Having published her first short story at age 19, Margot enrolled at the University of Frankfort. While working at the Museum of Ethnology and Anthropology, she met her husband-to-be, Wilhelm Benary. The young couple eventually moved with their daughter to the Benary farm in Erfurt, located in what would later be East Germany. For many years Margot lived here, writing and—among other things—raising Great Danes, but finding no publisher for her full-length manuscripts, since she refused to write for the Nazi regime.

A new day arrived in 1945. The war had just ended. A publisher suggested she should write for teenagers. By that time she had fled Erfurt before the Russian army’s advance. After a time on a friend’s farm, she and her husband and daughter found space in two rooms of a house in a city near Gottingen and Kassel. Electricity, like other necessities, was strictly rationed, so she often wrote by candlelight. In this way she completed The Ark, her first post-war story. The Ark, a book written for young people, is about a family of refugees from the East of Germany who slowly grow new roots in a West German town. This experience paralleled Margot Isbert’s own. Her second book, a sequel called Rowan Farm, also had much success. During the next few years she wrote many more books for youth, including Under a Changing Moon, a book whose inspiration came from her father’s childhood near the Rhine in the middle of the 19th century.

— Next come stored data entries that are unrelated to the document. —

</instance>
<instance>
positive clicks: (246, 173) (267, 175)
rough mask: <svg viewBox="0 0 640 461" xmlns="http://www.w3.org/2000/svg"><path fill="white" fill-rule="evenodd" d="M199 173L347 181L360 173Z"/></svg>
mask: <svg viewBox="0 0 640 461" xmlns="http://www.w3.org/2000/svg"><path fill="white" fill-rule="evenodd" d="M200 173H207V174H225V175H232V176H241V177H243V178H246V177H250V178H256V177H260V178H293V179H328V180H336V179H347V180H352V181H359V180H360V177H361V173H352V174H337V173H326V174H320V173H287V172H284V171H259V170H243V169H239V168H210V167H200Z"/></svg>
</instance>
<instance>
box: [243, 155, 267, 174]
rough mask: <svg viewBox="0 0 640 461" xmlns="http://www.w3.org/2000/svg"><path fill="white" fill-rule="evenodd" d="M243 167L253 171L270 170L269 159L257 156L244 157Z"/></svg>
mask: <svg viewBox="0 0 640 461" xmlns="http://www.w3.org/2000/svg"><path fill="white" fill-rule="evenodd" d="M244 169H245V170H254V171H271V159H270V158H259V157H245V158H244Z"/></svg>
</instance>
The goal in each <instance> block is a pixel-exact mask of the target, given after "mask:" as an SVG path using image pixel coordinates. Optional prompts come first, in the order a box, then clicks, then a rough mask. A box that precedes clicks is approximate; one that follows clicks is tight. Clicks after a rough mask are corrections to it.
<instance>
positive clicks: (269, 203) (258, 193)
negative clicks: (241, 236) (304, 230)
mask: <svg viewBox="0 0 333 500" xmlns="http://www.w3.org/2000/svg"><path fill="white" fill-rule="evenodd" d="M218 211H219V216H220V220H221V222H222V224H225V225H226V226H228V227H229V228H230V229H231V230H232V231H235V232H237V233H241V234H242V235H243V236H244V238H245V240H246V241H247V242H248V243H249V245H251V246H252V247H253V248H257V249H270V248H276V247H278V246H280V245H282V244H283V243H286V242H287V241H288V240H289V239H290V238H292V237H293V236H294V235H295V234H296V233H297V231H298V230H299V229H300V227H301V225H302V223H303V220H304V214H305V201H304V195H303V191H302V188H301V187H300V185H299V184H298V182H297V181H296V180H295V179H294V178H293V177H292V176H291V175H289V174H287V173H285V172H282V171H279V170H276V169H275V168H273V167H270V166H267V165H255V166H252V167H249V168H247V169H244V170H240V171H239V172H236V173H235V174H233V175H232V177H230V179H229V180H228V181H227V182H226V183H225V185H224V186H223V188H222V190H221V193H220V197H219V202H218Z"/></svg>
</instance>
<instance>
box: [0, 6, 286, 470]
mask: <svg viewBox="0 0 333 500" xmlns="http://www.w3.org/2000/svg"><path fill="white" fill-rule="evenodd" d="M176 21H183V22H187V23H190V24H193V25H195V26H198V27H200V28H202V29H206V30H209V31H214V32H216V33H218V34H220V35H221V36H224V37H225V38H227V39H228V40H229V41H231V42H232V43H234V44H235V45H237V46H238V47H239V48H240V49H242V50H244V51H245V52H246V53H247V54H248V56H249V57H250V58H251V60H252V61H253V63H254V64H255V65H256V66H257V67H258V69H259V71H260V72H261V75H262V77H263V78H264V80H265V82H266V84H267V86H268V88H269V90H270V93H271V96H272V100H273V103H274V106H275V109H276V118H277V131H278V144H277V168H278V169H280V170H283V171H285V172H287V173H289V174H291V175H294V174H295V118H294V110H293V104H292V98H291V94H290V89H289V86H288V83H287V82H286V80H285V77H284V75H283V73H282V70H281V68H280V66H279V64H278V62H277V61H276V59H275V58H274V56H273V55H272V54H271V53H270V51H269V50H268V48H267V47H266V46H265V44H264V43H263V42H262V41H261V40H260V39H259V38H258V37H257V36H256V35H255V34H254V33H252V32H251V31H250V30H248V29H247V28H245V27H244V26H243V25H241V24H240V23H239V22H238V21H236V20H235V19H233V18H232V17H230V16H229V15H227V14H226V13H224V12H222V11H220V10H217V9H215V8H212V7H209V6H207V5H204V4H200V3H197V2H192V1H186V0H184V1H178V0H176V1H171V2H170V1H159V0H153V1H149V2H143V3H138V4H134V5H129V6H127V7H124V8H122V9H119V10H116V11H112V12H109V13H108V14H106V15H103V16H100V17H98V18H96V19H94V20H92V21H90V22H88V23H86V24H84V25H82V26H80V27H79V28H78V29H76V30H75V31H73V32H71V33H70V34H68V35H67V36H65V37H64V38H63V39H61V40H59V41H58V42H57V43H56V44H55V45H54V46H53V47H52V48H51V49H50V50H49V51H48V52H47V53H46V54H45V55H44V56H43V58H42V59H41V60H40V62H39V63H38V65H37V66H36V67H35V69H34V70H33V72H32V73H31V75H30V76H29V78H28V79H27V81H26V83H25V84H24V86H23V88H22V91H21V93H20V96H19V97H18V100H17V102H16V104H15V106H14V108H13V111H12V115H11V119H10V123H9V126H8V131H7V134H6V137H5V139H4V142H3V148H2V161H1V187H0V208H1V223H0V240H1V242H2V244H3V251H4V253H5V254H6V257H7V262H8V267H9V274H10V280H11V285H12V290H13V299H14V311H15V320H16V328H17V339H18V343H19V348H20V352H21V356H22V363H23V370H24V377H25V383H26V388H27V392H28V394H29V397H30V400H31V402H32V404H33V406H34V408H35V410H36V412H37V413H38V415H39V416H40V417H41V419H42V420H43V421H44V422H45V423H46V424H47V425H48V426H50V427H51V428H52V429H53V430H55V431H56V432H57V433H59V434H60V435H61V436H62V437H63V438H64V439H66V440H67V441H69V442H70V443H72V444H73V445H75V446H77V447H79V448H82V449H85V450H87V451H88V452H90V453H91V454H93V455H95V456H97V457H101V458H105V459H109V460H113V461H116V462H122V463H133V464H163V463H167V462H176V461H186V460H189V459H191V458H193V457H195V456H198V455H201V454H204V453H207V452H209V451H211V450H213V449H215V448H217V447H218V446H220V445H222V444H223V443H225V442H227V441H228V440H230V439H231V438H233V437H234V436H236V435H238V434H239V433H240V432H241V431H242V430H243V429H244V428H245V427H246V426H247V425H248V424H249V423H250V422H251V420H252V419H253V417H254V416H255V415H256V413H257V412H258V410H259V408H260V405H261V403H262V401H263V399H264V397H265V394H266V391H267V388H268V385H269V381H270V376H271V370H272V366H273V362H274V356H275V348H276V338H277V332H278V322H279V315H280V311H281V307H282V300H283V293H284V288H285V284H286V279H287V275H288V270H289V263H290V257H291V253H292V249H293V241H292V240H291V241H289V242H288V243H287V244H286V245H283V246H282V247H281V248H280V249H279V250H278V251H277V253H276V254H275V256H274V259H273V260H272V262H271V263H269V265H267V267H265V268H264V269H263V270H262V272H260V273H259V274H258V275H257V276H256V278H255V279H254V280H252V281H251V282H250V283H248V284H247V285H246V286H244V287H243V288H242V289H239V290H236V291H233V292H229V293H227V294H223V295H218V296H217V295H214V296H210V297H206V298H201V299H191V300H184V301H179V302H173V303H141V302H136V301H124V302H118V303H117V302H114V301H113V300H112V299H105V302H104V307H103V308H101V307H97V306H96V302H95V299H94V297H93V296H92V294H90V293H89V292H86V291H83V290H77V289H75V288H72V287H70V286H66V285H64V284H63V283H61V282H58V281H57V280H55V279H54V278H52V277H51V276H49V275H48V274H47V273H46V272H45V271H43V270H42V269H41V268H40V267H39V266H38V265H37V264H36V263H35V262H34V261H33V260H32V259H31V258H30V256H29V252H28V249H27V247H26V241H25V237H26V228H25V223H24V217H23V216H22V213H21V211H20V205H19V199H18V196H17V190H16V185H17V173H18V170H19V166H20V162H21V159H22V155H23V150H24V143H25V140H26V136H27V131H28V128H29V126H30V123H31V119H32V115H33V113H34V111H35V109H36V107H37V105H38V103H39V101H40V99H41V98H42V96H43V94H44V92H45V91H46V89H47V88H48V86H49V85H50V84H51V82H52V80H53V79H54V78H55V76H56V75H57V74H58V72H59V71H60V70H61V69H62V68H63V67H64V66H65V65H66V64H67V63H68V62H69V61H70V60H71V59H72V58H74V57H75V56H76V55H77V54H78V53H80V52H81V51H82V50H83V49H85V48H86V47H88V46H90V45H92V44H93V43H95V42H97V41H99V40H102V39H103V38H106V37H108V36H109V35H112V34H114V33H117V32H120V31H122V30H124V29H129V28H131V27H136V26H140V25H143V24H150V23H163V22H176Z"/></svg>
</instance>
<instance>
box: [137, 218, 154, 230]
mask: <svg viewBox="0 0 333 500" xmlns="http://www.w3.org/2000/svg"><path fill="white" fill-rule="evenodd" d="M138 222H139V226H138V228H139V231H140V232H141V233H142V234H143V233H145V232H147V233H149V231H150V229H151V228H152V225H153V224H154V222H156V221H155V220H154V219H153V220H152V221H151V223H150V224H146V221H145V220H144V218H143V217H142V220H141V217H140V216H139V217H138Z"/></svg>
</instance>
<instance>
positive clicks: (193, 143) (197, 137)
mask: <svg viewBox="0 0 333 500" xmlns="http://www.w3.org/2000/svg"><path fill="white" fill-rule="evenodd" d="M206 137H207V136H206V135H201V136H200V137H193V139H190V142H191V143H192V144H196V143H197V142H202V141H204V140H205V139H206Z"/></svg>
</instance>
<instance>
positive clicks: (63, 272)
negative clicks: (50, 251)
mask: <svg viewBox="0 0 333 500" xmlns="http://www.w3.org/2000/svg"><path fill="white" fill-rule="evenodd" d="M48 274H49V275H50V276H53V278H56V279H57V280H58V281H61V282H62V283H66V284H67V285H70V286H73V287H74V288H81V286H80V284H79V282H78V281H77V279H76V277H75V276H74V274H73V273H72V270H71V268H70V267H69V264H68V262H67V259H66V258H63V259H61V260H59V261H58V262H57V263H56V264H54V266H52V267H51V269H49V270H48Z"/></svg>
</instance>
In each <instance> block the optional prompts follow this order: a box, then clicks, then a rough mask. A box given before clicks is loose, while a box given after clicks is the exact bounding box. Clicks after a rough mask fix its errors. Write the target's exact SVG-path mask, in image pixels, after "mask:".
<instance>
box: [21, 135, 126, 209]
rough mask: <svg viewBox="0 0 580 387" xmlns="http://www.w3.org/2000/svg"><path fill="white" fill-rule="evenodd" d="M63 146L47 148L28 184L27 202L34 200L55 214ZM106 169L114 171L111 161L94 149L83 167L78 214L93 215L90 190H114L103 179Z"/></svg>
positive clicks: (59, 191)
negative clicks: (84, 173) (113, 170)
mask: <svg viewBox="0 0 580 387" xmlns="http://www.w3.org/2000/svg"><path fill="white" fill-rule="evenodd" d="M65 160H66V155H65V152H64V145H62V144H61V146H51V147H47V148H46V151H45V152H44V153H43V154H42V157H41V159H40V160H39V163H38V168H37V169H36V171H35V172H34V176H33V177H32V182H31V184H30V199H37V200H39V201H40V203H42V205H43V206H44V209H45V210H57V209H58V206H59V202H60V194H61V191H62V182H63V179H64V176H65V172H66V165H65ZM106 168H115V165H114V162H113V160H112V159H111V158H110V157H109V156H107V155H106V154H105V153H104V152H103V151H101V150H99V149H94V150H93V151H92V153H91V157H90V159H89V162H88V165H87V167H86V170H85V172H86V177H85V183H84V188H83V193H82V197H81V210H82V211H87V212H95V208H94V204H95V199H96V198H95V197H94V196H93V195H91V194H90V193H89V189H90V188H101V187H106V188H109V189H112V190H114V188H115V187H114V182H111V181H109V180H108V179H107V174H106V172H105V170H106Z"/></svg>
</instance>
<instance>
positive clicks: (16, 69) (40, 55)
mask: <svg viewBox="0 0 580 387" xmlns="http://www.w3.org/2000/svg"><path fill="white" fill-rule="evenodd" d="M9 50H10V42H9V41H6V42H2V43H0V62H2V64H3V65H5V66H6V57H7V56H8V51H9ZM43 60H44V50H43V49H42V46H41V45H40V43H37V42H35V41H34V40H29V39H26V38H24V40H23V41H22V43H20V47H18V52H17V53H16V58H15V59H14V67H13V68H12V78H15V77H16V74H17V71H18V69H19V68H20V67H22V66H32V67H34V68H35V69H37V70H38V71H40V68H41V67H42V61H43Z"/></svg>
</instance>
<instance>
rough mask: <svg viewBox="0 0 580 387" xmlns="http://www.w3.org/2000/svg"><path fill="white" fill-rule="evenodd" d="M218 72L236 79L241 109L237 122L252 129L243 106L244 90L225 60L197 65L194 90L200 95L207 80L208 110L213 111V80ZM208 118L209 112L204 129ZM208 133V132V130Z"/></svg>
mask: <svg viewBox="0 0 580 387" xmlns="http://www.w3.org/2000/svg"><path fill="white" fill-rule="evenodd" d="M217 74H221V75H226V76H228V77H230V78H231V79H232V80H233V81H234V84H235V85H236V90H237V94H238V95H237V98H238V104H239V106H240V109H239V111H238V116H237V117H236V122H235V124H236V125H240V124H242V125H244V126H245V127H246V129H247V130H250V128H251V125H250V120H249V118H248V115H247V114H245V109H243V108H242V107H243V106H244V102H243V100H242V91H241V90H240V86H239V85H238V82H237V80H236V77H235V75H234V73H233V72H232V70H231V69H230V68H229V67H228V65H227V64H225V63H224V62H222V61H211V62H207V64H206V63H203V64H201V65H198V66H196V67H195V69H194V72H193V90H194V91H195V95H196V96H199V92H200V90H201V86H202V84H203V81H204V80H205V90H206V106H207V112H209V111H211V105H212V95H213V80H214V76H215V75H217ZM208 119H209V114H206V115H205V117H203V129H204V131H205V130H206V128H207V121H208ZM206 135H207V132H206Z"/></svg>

In 1952 Margot and her husband immigrated to the United States, to Chicago, where their daughter had been living for several years. Margot’s books were soon published in English. Margot would write her books in German first and then have them translated. She carefully checked the translations for faithfulness to her original style and intentions, and eventually did her own translations. Awards and honors came her way.

In the spring of 1955 the Benarys moved to Santa Barbara, California, where Wilhelm had dreamed of living for a long time. He died three months after the move. Again Margot returned to her fantasy world and let the stories flow from her imagination onto paper. She turned to writing for older adults, starting with the book, The Grandmother and Her First Grandchild. This story humorously relates Margot’s visit to her daughter and 8-month-old baby in Chicago. Three more books followed, all from the viewpoint of growing old and relating to the younger generation.

In the last five years of her life Margot’s mind deteriorated. She was taken care of in a retirement home in Valle Verde where her daughter visited her often and she was treated with loving kindness. She died in 1979, almost 90 years of age.

Adapted from a biographical sketch by Margot Benary-Isbert’s daughter, Eva Hearst.